Doubt anybody has read this far.  I’m having the rage thing today so I’m writing here to talk myself down from it.  I was the most complacent kid in the world and I know for sure that my problems with rage are connected with the divorce.  As the kid I had to hold it in.  Probably there is more awareness now than when I was a kid as far as parenting goes.  I hope so.  When I read the comments from the parents on this blog I sort of think that nothing’s changed, the problem is just more widespread because people like me grow up and grew old and had no voice for what happened to us before we had words for it.
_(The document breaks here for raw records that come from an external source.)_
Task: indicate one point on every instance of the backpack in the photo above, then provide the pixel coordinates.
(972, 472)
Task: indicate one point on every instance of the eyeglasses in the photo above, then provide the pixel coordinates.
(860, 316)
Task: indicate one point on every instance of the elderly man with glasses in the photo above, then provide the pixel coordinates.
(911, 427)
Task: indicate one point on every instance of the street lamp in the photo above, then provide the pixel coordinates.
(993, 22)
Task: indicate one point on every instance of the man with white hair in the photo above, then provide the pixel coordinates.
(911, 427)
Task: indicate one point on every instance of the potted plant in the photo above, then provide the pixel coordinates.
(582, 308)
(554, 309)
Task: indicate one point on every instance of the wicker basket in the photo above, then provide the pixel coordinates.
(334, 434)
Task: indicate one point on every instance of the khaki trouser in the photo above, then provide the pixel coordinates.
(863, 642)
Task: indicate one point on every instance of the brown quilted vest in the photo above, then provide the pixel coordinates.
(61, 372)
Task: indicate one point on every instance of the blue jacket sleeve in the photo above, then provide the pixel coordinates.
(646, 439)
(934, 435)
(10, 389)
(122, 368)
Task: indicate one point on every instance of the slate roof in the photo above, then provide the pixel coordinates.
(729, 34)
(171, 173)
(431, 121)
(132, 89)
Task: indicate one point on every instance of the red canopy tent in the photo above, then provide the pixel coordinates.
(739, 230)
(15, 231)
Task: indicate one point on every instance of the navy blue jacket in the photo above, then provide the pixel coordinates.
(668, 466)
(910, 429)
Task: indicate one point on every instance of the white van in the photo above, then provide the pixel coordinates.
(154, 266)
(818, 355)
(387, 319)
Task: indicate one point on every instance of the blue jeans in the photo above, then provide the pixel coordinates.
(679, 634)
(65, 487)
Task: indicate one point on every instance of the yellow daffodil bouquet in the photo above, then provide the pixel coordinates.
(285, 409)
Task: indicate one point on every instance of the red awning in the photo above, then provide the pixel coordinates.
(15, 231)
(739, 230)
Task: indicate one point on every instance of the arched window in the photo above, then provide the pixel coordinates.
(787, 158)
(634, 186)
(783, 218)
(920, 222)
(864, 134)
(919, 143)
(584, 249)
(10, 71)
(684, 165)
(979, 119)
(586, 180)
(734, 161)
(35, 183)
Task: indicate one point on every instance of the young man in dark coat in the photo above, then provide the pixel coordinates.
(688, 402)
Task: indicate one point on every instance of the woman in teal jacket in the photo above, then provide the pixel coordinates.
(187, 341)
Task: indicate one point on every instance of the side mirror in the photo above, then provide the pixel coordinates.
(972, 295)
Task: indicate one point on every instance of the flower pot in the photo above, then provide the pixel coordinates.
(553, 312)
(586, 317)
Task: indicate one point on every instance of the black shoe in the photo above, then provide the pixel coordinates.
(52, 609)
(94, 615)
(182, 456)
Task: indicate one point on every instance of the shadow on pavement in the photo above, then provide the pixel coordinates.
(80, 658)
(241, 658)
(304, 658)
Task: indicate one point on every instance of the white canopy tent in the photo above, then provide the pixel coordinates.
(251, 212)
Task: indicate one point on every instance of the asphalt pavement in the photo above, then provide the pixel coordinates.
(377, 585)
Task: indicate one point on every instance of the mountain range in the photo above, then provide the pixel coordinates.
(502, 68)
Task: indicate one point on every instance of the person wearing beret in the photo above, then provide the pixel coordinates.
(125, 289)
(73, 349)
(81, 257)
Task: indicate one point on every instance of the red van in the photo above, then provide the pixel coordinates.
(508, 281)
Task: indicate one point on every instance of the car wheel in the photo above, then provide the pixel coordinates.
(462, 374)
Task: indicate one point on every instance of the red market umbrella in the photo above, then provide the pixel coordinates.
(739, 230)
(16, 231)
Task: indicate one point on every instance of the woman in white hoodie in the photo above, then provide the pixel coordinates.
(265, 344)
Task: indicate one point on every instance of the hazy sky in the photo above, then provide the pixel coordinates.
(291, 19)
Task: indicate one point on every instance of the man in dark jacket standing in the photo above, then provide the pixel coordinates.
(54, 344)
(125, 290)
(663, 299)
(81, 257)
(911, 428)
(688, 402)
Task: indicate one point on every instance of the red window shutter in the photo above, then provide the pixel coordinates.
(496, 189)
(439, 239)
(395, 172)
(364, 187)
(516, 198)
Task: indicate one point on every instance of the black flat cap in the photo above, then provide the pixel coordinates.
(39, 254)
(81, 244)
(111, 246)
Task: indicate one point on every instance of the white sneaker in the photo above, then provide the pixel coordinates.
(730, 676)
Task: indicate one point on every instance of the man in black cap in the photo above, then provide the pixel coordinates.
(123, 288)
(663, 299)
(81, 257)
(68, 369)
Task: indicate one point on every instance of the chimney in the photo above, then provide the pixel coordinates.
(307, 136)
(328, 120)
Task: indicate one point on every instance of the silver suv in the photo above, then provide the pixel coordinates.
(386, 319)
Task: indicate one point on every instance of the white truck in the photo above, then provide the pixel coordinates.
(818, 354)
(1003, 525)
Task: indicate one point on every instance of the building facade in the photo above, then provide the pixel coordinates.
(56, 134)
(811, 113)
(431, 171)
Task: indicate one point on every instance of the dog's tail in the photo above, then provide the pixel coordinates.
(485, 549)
Brilliant College Lecture About Marital Discord
December 16, 2009, 4:20 am
Filed under: Uncategorized

I’ve just discovered the website AcademicEarth.org which is offering video lectures from the best colleges.  The link is one called “Marital Discord.”  It’s a psychology lecture from UCLA.  I flunked my way up the California Coast, jumping from college to college and changing majors I think about 3 or 4 times.  UCLA was my first college so I have a special place in my heart for it.  As a matter of fact, that’s where I went for my first counseling session on my own.  The shrink was a divorced woman who had one son.  Everything about her seemed to be bursting at the seams.  Her clothes were too tight.  The roots in her hair were always a quarter inch too long.  Her fake fingernails were painted bright red and had grown out from her cuticles by about an 1/8″.  She never looked me in the eye; just kept her face pointed down at her clipboard or aimed her eyes at the wall over my head.  I was there to ask her about relationship fears.  Mostly I was trying to decide whether to sleep with my boyfriend.  I didn’t really want to.  Of course, I couldn’t have told her about anything about how my parents had behaved in relationships.  My Step-Mother breaking up my family for the money.  My Mother learning how to be a Call Girl from someone she met in the Mental Hospital after her 3d suicide attempt.  My Father retreating from it all like a big, helpless blob.  The shrink said that generally people make worse mistakes in life by doing nothing.  She didn’t give a second thought to whether one would follow one’s heart I guess.  How much in life should one follow one’s heart, and how much should one restrain one’s heart and needs?

Haven’t watched the lecture, by the way.